Joanne’s Mystery Pick

THE BLACK CAT by Martha Grimes

For the past year, I’ve been reading Grimes’ Richard Jury novels in order and for the most part they’ve provided a good read.  Throughout the series, certain cases have taken their toll on Jury and he reflects upon them in subsequent novels.  I like to think that this makes him appear more “human” and believable as a character.  The Black Cat continues a story arc started two novels previously in The Old Wine Shades and the following novel, Dust, with the character Harry Johnson.  As a villain, Harry’s a pretty likeable guy, until you remember what he’s accused of doing.  Jury knows he’s guilty of horrible crimes but just cannot get the goods on him.  Harry sits at the periphery of the main stories in The Black Cat (a woman is found murdered in the garden of a pub of the same name and only a cat is witness to the crime); and Dust (a wealthy bachelor is murdered in his hotel room).
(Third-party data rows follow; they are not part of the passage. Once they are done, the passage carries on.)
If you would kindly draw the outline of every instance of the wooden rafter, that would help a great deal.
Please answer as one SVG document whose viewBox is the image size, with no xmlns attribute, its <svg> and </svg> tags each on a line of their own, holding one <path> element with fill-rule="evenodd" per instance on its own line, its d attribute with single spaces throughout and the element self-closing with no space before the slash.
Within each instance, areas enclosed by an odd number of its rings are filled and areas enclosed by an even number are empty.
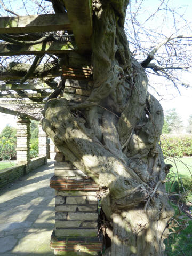
<svg viewBox="0 0 192 256">
<path fill-rule="evenodd" d="M 0 34 L 70 29 L 67 13 L 0 17 Z"/>
<path fill-rule="evenodd" d="M 91 0 L 62 0 L 67 9 L 73 33 L 80 51 L 91 50 L 92 9 Z"/>
<path fill-rule="evenodd" d="M 22 98 L 46 98 L 48 97 L 51 92 L 42 92 L 41 94 L 31 94 L 25 92 L 25 97 Z M 6 99 L 19 99 L 21 98 L 21 96 L 18 94 L 0 94 L 0 98 L 6 98 Z"/>
<path fill-rule="evenodd" d="M 21 46 L 7 43 L 0 43 L 0 56 L 38 55 L 62 54 L 69 51 L 75 51 L 77 48 L 75 42 L 47 42 L 34 45 Z"/>
<path fill-rule="evenodd" d="M 5 91 L 9 90 L 13 90 L 17 91 L 18 90 L 38 90 L 38 89 L 50 89 L 55 88 L 57 87 L 57 83 L 52 83 L 51 86 L 48 86 L 45 83 L 42 83 L 38 84 L 34 84 L 33 83 L 23 84 L 8 84 L 0 85 L 0 91 Z"/>
<path fill-rule="evenodd" d="M 45 100 L 43 100 L 41 103 L 37 103 L 33 102 L 29 100 L 20 100 L 20 99 L 13 99 L 12 100 L 0 100 L 0 105 L 9 105 L 9 104 L 14 104 L 14 105 L 25 105 L 25 104 L 35 104 L 35 105 L 44 105 L 46 103 Z"/>
<path fill-rule="evenodd" d="M 21 115 L 22 116 L 24 115 L 25 117 L 28 117 L 30 119 L 32 119 L 33 120 L 39 121 L 41 120 L 39 118 L 35 118 L 31 115 L 28 115 L 28 114 L 23 113 L 19 111 L 16 111 L 15 110 L 9 110 L 9 108 L 6 108 L 5 107 L 1 107 L 1 106 L 0 106 L 0 112 L 3 113 L 4 114 L 7 114 L 9 115 L 15 115 L 18 117 L 20 117 Z"/>
</svg>

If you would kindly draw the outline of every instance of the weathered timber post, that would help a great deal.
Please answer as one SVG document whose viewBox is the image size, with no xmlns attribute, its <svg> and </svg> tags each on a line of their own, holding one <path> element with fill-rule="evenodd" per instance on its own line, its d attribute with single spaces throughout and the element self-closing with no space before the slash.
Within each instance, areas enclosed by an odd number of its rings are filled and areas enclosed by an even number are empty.
<svg viewBox="0 0 192 256">
<path fill-rule="evenodd" d="M 28 165 L 30 162 L 30 121 L 29 118 L 18 117 L 17 128 L 18 164 Z"/>
<path fill-rule="evenodd" d="M 54 160 L 55 157 L 55 145 L 54 142 L 51 138 L 50 139 L 49 148 L 50 159 Z"/>
<path fill-rule="evenodd" d="M 47 162 L 47 153 L 48 153 L 48 145 L 47 140 L 48 136 L 42 129 L 41 124 L 38 126 L 38 149 L 39 156 L 46 156 L 46 160 L 45 164 Z"/>
<path fill-rule="evenodd" d="M 98 186 L 56 148 L 55 229 L 51 241 L 54 255 L 98 255 L 102 243 L 98 234 Z"/>
</svg>

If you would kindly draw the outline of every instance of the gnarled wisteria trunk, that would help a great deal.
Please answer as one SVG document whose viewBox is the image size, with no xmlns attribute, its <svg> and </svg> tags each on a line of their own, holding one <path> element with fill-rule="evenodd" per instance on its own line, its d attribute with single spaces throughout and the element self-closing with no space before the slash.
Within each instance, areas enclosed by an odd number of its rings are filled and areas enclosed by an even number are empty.
<svg viewBox="0 0 192 256">
<path fill-rule="evenodd" d="M 43 126 L 60 152 L 100 186 L 110 240 L 105 255 L 160 256 L 173 214 L 158 144 L 163 113 L 129 50 L 128 4 L 93 1 L 90 94 L 48 101 Z"/>
</svg>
Some might call Grimes’ novels formulaic with the ever-present young, precocious child and her cat or dog; Melrose Plant’s bumbling about as a gardener, or a scholar (of Henry James, no less, in Dust); and the ubiquitous cups of tea that Wiggins’ partakes of at every stop along the way of whichever case they’re working on.  I like the humour that these things bring to the novels and often find myself laughing out loud.  They help to down-play some of the more gritty bits that we’re exposed to.

Will Jury finally get his man and have enough evidence to arrest Harry Johnson?  I do hope so because he should never get away with what he’s done.  Perhaps that evidence will be produced in Vertigo 42, Grimes’ most recent novel in this series.  I’ll be reading it with baited breath!